This concern is particularly relevant if the scope of NSA activities extends
beyond counter-terrorism to the support and furtherance of American commercial
interests. I.e. industrial espionage.

This does not seem too unreasonable a supposition given the history of the US
security services.

It seems that, rationally, transitioning away from MS software should now be
considered a priority for any non-US business in active competition against a
US exporter.

At the very least, business leaders should carefully consider the consequences
before storing or transmitting business-critical information using a device
that has been exposed to potentially compromised software.

------
JonSkeptic
According to articles scooped up on Google Finance: "TECH STOCKS: AMD, Amazon,
Microsoft Lead Tech Rally" and "Microsoft Corporation (NASDAQ:MSFT) trading
up"

We'll see if that changes, but I think the public has already moved on.
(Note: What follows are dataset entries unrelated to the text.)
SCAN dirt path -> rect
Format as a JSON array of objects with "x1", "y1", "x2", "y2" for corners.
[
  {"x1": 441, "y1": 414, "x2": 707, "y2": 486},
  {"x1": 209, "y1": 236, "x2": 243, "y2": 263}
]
The
Zimmerman trial was a brilliant distraction.

------
MisterWebz
> “I have a feeling that the administration is getting concerned about the
> bulk phone records collection, and that they are thinking about whether to
> move administratively to stop it,”

Conveniently ignoring the methods they're using to get the most information.

------
mtgx
What's worse is that they don't even _have_ to do it. They _wanted_ to do
this:

[http://paranoia.dubfire.net/2010/09/calea-and-
encryption.htm...](http://paranoia.dubfire.net/2010/09/calea-and-
encryption.html)